Temperature-dependent behavior of lysozyme within the reverse hexagonal mesophases (H II)

Abstract

This manuscript is the second part of a study on the structural behavior of lysozyme-loaded reverse hexagonal mesophases. In the current paper we focused mainly on the mutual temperature-dependency relationship between the protein and the mesophase. The conformational stability of the enzyme and the structural effects on the host system were characterized using small-angle X-ray scattering (SAXS), ATR-FTIR spectroscopy, fluorescence, and rheological measurements.

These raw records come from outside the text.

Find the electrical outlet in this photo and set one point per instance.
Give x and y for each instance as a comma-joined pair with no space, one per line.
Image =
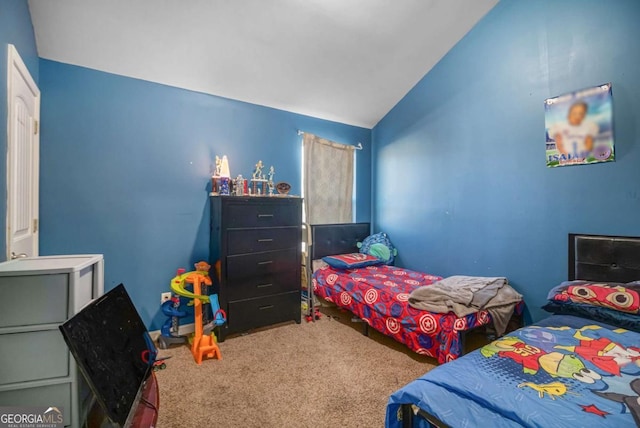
165,296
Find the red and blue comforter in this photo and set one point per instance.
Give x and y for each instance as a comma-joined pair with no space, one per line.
379,296
563,372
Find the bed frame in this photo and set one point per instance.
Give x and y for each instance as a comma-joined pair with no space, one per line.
331,239
591,258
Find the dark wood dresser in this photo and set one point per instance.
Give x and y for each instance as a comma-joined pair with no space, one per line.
256,256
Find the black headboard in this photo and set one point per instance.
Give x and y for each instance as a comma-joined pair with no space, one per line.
604,258
331,239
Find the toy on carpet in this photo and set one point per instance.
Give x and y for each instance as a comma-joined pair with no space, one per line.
316,315
203,343
169,331
379,245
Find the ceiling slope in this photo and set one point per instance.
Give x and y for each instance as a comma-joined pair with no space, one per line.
349,61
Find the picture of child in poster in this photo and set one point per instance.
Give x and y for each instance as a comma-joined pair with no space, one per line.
579,127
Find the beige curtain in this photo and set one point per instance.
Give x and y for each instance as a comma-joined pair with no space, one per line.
328,181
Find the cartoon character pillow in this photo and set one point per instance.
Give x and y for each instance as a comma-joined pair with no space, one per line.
380,246
619,297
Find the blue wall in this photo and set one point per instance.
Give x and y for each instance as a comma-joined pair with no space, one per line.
126,166
460,180
15,29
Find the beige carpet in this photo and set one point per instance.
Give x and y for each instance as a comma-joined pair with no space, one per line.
322,374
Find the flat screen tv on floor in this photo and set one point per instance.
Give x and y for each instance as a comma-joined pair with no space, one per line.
110,345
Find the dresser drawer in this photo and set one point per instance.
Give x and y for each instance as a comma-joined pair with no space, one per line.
253,313
241,241
33,355
262,215
46,297
263,285
260,264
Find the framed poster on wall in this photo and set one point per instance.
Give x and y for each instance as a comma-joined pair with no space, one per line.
579,127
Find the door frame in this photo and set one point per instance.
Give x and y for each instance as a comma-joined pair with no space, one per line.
15,63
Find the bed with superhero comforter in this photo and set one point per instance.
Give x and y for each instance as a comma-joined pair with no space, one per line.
379,296
578,368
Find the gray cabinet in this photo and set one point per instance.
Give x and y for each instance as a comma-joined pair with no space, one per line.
40,293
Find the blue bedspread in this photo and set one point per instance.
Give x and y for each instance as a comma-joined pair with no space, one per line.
564,371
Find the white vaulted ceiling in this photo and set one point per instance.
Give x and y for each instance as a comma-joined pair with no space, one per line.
345,60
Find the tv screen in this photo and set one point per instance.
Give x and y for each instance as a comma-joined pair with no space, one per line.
109,340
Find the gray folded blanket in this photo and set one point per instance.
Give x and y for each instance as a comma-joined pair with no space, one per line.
464,295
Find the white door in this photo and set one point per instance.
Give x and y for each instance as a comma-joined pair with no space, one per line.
23,159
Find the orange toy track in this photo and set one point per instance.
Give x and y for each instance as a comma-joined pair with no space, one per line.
202,345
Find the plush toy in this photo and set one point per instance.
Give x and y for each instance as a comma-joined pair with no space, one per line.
380,246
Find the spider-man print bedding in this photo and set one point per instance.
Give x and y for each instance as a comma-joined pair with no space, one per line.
379,296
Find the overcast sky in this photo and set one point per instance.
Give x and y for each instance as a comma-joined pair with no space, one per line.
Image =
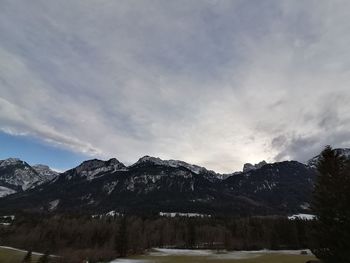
215,83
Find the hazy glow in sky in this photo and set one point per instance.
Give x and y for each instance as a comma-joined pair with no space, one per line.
216,83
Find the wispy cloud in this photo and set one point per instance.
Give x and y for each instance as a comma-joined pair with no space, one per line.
217,83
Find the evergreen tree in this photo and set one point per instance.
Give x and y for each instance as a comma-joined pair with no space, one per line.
28,257
331,204
122,238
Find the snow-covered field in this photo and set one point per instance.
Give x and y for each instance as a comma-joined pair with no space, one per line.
208,255
302,217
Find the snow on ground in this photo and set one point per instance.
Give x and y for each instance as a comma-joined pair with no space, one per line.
174,214
223,254
210,254
6,191
23,251
130,261
302,217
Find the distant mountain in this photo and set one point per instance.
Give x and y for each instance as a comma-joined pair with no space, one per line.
248,166
152,185
18,176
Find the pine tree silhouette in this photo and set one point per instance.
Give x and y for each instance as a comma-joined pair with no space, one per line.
331,204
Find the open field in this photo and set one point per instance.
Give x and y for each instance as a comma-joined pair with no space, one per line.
8,255
193,256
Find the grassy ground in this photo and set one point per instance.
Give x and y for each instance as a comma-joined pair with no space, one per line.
14,256
265,258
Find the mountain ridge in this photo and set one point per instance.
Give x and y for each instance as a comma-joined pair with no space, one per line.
155,185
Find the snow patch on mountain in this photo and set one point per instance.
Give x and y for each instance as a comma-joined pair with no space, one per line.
249,167
6,191
92,168
173,163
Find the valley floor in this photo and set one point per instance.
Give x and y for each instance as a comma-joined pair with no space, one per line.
12,255
198,256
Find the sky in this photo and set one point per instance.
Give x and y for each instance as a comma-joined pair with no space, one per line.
216,83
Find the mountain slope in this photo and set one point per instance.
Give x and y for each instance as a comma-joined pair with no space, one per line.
152,185
17,176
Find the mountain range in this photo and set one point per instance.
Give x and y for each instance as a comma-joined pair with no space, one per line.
152,185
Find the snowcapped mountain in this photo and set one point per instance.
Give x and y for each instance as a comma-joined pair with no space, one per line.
17,175
92,169
249,167
152,185
342,151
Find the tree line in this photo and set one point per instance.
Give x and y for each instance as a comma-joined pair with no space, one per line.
79,237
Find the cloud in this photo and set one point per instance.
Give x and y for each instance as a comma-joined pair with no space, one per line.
217,83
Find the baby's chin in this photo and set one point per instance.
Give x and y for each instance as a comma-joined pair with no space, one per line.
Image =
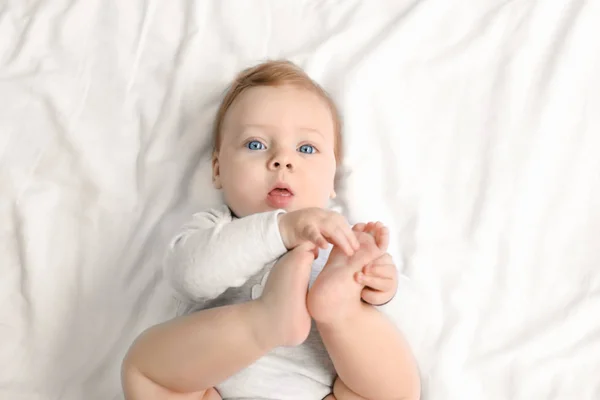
241,212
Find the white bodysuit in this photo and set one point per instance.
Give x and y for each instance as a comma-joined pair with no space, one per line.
218,259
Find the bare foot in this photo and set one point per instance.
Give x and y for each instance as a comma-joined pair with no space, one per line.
335,292
284,297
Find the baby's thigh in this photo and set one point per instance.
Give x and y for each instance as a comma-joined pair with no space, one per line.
342,392
139,387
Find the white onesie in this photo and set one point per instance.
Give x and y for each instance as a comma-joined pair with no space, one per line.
219,259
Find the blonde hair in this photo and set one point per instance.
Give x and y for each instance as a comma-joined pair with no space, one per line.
275,73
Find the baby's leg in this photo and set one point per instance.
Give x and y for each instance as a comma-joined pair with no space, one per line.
342,392
142,388
284,296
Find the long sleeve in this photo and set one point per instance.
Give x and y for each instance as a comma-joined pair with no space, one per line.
215,251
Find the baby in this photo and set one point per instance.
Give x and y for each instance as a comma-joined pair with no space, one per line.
253,275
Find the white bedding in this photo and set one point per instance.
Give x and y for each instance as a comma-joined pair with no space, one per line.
472,129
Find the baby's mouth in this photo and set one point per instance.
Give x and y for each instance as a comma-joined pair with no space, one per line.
280,192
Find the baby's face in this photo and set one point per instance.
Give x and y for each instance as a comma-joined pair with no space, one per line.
277,151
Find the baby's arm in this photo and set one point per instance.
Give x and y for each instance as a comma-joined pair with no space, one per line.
215,252
192,353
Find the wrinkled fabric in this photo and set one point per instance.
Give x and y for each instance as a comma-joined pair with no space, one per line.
471,130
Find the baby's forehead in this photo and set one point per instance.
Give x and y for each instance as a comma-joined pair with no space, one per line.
271,108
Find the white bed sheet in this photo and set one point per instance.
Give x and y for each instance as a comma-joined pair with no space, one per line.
471,128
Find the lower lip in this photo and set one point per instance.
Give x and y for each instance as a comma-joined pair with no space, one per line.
279,200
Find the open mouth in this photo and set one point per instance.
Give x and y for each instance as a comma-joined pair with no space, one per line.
281,192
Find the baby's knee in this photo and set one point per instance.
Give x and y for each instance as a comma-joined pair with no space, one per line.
211,394
342,392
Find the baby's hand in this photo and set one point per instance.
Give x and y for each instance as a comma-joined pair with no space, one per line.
318,226
380,280
379,277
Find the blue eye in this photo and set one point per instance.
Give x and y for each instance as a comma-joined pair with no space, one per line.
307,149
255,145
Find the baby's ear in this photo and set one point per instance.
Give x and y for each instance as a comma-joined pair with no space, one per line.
216,171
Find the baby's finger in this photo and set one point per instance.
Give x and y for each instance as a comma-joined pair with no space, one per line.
381,270
360,227
374,297
369,228
338,238
351,235
374,282
318,239
382,236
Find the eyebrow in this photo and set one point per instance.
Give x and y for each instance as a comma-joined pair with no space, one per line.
271,127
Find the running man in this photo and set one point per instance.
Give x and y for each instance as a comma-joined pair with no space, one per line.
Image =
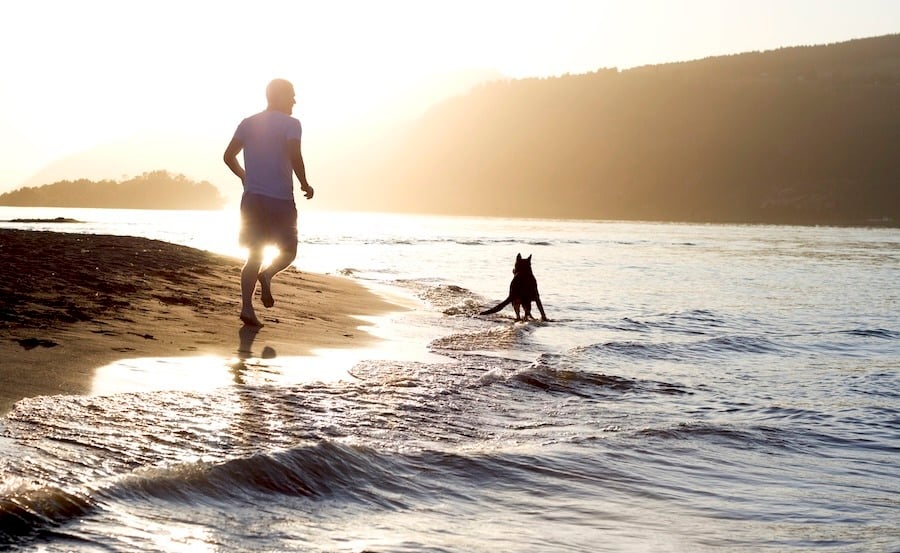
270,141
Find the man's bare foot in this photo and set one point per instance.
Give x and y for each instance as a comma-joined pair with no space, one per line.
265,289
250,320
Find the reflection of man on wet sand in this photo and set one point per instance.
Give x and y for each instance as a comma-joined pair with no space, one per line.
270,141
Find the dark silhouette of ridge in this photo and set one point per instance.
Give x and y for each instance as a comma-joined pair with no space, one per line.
803,135
152,190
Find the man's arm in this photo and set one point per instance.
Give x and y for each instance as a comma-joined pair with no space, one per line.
299,168
230,158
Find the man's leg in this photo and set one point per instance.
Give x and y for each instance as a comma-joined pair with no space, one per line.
248,286
280,263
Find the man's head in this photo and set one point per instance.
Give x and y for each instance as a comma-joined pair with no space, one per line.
280,95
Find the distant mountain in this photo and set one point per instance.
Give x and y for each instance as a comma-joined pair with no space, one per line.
797,135
153,190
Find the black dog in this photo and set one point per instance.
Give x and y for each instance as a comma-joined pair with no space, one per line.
522,291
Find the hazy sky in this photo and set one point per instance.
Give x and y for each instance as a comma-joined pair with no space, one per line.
81,73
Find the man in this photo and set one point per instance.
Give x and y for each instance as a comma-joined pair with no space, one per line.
270,141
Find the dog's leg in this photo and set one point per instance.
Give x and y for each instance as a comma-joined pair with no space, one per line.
527,306
537,300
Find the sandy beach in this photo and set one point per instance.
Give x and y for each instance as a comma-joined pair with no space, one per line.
74,302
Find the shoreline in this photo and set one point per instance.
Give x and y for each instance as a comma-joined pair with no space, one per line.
73,303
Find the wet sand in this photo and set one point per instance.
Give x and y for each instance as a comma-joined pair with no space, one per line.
70,303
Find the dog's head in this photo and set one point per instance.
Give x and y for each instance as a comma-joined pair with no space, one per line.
523,264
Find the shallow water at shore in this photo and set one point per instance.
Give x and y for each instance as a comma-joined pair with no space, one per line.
701,387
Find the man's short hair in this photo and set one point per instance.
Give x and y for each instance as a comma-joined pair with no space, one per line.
278,88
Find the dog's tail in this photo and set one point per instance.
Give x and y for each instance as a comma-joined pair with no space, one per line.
497,308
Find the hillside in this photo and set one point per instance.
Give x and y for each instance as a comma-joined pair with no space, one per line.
153,190
796,135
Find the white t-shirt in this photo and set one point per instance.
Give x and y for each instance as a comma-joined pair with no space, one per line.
267,161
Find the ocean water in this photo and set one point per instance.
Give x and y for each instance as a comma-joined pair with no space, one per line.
699,388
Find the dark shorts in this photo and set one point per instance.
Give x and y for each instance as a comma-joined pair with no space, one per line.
266,220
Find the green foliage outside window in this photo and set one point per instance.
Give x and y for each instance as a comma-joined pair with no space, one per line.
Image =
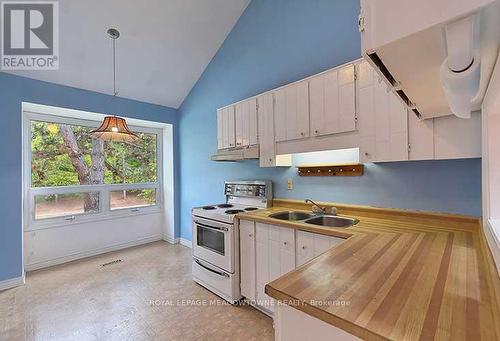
66,155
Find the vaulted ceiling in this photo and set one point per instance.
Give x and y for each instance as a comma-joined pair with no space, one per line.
164,46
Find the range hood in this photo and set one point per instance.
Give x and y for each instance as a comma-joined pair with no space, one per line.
408,42
236,154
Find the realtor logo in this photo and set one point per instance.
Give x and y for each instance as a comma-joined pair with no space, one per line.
30,35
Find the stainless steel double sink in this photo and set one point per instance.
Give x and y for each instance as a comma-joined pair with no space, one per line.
324,220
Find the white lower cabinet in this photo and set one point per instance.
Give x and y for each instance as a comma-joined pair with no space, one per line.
310,245
268,252
247,259
275,256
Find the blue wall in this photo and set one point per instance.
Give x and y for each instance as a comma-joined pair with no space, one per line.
13,91
276,42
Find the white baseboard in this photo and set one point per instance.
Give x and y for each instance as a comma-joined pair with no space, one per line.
492,234
171,240
12,282
90,253
185,242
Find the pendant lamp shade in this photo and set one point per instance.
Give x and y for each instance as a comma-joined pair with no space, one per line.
114,128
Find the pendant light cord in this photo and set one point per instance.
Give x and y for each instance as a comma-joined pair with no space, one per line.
114,68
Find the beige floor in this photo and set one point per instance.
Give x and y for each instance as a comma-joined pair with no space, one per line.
137,299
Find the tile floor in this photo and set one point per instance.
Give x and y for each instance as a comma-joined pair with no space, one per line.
140,298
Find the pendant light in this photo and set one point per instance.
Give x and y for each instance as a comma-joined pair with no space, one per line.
114,128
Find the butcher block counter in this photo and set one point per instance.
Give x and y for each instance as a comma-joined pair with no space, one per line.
405,275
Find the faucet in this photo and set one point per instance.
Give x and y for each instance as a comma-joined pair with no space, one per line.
322,209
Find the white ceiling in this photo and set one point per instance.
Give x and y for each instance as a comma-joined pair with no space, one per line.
164,46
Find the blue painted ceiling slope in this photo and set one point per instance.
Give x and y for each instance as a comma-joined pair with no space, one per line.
276,42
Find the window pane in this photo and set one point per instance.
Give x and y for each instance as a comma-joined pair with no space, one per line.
60,205
66,155
132,198
133,162
60,154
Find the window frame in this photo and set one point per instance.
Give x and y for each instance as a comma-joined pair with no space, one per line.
104,190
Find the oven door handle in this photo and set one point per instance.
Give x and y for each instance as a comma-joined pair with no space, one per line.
211,270
212,227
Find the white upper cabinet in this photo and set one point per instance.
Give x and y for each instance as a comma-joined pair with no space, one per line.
383,126
246,123
220,134
391,126
266,130
226,128
406,42
332,102
291,112
420,137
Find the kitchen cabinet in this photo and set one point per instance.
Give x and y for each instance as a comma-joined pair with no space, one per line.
275,256
332,102
226,128
420,138
384,134
265,110
267,252
247,259
246,123
291,112
310,245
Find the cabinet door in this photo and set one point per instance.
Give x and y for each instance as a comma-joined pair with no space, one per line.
266,130
332,102
391,126
291,112
420,138
247,259
366,116
310,245
228,127
246,123
305,247
262,263
220,129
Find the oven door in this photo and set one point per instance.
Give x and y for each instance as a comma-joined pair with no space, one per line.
213,242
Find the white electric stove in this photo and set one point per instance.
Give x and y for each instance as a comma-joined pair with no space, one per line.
216,237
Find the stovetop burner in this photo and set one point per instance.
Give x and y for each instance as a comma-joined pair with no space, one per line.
233,211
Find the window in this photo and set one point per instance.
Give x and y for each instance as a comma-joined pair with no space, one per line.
75,177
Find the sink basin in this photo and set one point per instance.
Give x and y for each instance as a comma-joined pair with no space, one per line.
291,215
332,221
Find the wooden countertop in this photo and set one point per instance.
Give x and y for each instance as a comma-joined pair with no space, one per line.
400,275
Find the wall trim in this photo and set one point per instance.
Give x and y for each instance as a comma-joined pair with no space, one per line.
186,242
171,240
12,282
492,236
90,253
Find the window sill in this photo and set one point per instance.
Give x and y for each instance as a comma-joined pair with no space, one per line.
116,214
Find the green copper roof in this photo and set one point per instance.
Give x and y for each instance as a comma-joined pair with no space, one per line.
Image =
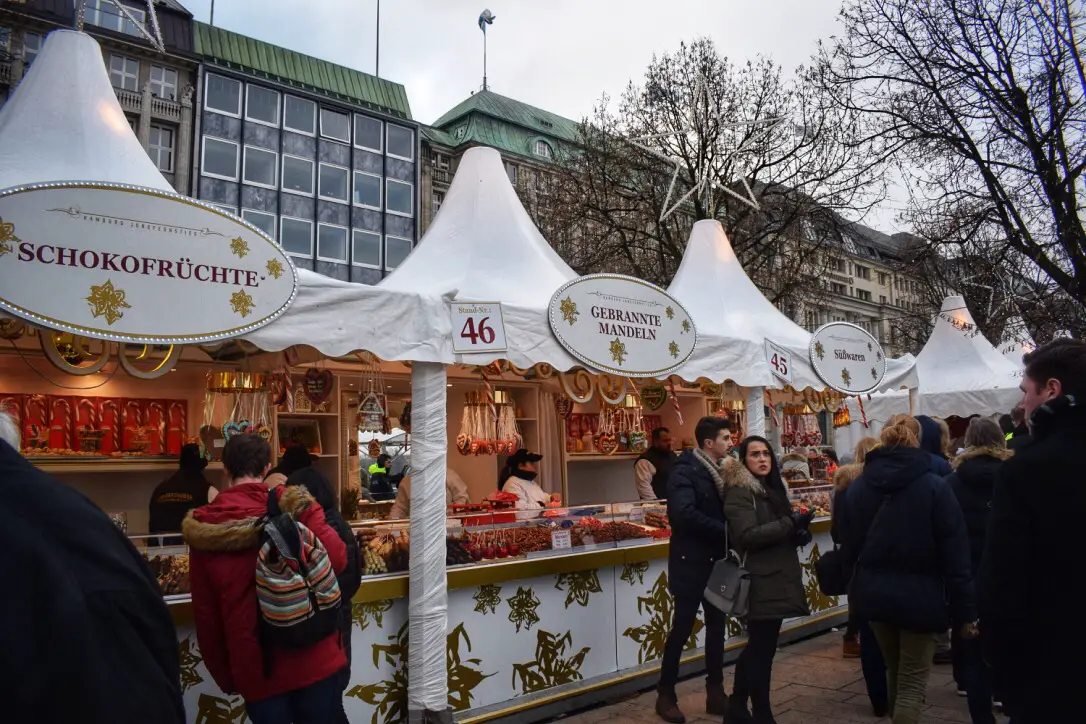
487,118
243,53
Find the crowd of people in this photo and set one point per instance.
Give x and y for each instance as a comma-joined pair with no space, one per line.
952,550
934,537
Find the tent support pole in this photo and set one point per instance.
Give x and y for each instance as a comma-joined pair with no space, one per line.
756,411
428,594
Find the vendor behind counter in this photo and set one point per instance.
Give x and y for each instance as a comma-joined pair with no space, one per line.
456,493
518,478
174,497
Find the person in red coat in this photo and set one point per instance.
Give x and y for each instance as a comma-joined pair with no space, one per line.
287,685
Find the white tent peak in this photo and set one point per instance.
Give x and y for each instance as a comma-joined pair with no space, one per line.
66,104
734,320
482,242
957,357
711,284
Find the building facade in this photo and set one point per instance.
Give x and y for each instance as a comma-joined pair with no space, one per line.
862,284
154,88
323,157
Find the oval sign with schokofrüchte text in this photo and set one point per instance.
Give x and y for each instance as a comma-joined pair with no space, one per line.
136,265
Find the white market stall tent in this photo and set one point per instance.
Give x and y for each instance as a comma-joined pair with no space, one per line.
960,372
734,320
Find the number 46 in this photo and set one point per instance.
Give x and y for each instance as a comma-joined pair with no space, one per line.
482,332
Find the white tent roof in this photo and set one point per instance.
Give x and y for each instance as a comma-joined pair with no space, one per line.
64,124
482,246
339,317
734,319
960,372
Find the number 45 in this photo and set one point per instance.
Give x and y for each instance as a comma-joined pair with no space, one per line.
482,332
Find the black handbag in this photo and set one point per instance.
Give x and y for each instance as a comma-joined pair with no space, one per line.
830,568
729,586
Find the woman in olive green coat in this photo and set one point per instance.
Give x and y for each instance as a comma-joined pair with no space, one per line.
765,532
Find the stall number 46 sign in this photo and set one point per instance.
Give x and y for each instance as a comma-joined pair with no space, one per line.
478,327
779,360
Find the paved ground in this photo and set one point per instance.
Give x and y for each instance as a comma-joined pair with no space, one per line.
812,684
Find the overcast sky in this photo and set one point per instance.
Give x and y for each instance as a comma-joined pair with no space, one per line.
556,54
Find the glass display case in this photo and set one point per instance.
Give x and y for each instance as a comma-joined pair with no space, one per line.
479,537
168,558
812,497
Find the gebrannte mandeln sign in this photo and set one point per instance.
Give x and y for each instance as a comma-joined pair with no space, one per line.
621,325
138,265
847,358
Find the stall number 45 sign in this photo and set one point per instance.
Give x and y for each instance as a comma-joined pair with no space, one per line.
779,360
478,327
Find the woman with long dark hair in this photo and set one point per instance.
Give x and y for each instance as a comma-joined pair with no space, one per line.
764,531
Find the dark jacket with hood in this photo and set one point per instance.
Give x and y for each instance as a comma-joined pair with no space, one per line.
85,636
931,442
1028,589
224,537
765,541
698,533
350,578
973,482
914,558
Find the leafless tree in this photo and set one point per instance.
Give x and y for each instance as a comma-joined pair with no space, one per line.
981,104
697,112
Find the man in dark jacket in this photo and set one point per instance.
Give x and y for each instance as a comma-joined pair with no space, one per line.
350,578
1020,435
698,540
1033,629
904,536
653,467
931,442
973,482
174,497
86,636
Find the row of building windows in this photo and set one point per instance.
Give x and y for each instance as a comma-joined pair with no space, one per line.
297,238
221,159
264,105
124,74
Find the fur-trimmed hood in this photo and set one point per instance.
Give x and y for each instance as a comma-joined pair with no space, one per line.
235,520
973,453
735,474
846,474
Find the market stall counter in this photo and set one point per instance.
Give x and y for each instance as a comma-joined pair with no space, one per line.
537,608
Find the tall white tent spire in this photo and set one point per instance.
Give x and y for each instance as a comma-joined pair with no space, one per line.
482,242
484,248
66,105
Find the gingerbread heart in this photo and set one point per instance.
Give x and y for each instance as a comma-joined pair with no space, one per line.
237,428
607,444
318,384
264,430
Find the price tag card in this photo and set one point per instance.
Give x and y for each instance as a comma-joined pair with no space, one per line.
478,327
779,360
560,540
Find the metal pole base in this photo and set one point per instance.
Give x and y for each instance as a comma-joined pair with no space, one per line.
427,716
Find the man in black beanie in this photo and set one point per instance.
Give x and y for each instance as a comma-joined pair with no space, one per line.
177,495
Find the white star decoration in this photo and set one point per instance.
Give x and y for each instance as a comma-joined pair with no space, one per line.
697,124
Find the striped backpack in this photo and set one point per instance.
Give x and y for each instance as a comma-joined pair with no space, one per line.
297,591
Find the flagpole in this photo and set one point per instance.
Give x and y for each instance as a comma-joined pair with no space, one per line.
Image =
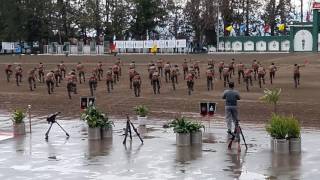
218,41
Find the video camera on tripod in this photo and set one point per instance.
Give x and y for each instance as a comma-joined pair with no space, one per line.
52,118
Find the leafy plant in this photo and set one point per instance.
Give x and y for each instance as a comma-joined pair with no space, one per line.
181,125
271,97
96,118
17,116
277,127
185,125
195,127
141,110
294,128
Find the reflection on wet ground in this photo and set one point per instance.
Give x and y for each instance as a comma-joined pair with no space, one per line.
31,157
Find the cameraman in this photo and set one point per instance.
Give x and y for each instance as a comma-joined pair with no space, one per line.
231,97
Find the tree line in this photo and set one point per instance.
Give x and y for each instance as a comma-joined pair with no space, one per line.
67,20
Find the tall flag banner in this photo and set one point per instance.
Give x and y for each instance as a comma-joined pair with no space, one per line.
282,27
154,49
229,28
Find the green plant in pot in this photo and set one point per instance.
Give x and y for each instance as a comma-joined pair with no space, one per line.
96,121
17,118
271,97
277,127
181,126
294,134
141,112
196,133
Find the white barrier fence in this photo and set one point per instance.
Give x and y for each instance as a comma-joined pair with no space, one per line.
163,46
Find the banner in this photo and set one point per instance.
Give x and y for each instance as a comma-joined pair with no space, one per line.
182,43
138,44
8,46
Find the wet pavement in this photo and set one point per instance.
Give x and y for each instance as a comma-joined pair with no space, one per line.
32,157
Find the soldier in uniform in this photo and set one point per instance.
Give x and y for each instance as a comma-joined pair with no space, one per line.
190,82
109,80
50,81
197,68
272,72
8,72
93,82
116,73
210,76
132,73
100,70
156,82
240,71
62,70
160,66
221,66
174,76
261,75
18,71
57,75
167,68
72,83
296,74
81,73
226,74
248,77
151,70
255,67
185,68
119,63
41,72
32,79
136,84
132,65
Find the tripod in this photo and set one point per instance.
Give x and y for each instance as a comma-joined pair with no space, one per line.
236,131
51,120
128,131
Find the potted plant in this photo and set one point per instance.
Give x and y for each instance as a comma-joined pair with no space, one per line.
195,132
141,112
96,120
278,130
106,129
271,97
181,126
18,124
294,135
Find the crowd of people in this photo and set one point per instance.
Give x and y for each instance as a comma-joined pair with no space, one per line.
157,70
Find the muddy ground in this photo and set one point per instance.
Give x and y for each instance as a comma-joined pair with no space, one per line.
302,102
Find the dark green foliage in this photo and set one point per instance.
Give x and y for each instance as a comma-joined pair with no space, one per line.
96,118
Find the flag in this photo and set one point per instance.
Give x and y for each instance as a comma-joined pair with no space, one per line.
229,28
154,49
282,27
266,28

It was found that the mesophase does not change the solubilized lysozyme (LSZ) active site conformation. The obtained data suggested that LSZ embedment within the H II mesophase improved its thermal stability by hampering its helical structure destruction, apparently due to hydrogen bonding of the protein with monoolein polar heads. Examination of the structural parameters of the hexagonal carrier revealed a strong thermal dependency. The lattice parameter of both empty and LSZ-loaded systems had a similar temperature-dependent behavior. However, comparing the domain size of the LSZ-loaded system to the empty system showed different trends. LSZ incorporation induced a decrease in crystal size and lower order at room temperature. Nevertheless, an increase in domain size was triggered by the enzyme at elevated temperatures, in contrast to its decrease in the empty carriers. Rheological measurements showed concentration-dependent elasticity in the presence of LSZ compared to the empty system, which took place in a concentration-dependent manner at all examined temperatures. Up to 60 °C, the elasticity of the LSZ-loaded hexagonal systems decreased with temperature increase. This finding was interpreted in the context of weakening and/or cleaving of the monoolein hydroxyls’ interactions with the protein, leading to partial reconstitution of the initially low domain size and elasticity decrease. However, in the range of 60–75 °C (in most systems), the prevailing effect was thermally induced dehydration of the monoglyceride hydrophilic heads, which imposed elasticity increase, owing to enhanced flow ability of the liquid crystalline structure.